Sell or buy enough, and you unlock the Spectre gear, the best weapons in the game, and at that point, only armor, upgrades, and amps become worth your time to find.
And then experience starts to become more moot. Experience gets you talent points. Talent points go to improving your weapon skills or your powers. When you have the best weapons in the game, you don't really need to improve your weapons skills. The best weapons are accurate and have high damage which is what spending talent points improves. Then powers become less important because you don't really need to use them. Your weapons are killing folk fast and effectively. You have badass armor and good upgrades for it too. You rarely get hit because you kill most of what you come across quickly. When you do get hit, it barely hurts.
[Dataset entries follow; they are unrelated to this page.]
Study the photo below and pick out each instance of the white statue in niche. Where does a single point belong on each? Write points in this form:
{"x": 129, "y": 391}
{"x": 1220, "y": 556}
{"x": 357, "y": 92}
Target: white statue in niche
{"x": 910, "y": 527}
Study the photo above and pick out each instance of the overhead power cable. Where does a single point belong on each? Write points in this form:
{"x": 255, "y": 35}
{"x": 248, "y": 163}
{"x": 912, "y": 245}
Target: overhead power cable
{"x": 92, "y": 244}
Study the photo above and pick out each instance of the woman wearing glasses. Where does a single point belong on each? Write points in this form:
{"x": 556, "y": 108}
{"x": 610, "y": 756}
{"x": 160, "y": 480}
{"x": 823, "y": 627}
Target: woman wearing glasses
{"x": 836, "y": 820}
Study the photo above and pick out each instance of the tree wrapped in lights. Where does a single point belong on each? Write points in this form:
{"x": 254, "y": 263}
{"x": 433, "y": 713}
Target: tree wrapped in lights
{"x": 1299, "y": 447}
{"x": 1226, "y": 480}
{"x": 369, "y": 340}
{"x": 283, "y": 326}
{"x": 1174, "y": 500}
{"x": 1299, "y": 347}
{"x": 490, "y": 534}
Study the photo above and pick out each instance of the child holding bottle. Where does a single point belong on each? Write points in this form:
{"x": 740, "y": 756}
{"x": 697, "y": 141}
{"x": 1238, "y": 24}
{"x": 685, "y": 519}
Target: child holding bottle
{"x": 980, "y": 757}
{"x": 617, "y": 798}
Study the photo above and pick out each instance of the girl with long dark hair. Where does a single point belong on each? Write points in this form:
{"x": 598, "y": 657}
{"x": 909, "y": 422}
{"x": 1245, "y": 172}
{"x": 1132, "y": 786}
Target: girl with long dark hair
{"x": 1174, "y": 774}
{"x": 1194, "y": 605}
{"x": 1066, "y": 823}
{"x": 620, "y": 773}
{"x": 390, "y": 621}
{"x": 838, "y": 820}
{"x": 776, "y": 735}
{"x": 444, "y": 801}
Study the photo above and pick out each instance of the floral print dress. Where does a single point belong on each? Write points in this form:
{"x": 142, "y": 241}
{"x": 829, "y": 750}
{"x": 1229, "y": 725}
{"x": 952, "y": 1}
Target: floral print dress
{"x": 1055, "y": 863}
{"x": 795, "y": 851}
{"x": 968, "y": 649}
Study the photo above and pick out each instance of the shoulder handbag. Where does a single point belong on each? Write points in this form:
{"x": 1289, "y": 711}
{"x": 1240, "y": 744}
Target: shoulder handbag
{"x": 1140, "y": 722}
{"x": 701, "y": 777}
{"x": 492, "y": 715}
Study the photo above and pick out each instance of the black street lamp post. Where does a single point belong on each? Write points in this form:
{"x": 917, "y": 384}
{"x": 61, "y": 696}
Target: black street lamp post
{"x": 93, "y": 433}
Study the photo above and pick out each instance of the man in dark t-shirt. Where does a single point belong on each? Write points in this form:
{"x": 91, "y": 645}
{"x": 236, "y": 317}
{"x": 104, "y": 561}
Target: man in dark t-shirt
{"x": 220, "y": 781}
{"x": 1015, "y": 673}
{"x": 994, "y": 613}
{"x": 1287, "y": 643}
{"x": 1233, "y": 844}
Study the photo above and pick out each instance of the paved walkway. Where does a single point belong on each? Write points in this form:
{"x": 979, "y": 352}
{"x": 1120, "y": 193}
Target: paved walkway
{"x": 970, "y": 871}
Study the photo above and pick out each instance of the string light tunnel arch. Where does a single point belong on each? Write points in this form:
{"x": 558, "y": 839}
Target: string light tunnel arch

Some of the upgrades are interesting. Towards the end, you get high-explosive rounds that do more damage but increase weapon overheat and other rounds that decrease accuracy, but it's always easier to get a quicker kill than to disable then kill. If you were playing Baldur's Gate, where enemies are very evenly matched with you, then it becomes really important to disable and keep enemies from disabling you. Mass Effect only has about 10 or so powers, so the strategies for using powers are limited. Run into a room, use overload to disable shields, shoot to kill. Run into a room, lift an enemy, shoot the poor bastard as he falls down, move on to the next one. Run into a room with Asari commandos, damper them so they can't turn you into a crumpled mess on the floor, sabotage their weapons if you feel like it or just shoot them down.
At the beginning of the game, combat is super difficult, but it gets easier and easier. Your buddies are really good at taking enemies down, and enemies aren't quite matched to your abilities, but it isn't clear why. Either that or I played too many sidequests and now all the story missions are too easy.
Well, I've said what I wanted to say about this game, so I'll go beat it then add some comments.
It's ok. Planescape: Torment had a tighter story and dialogue. If every game had a good story like Planescape, I would still find something to complain about, or I would be too absorbed in games to socialize.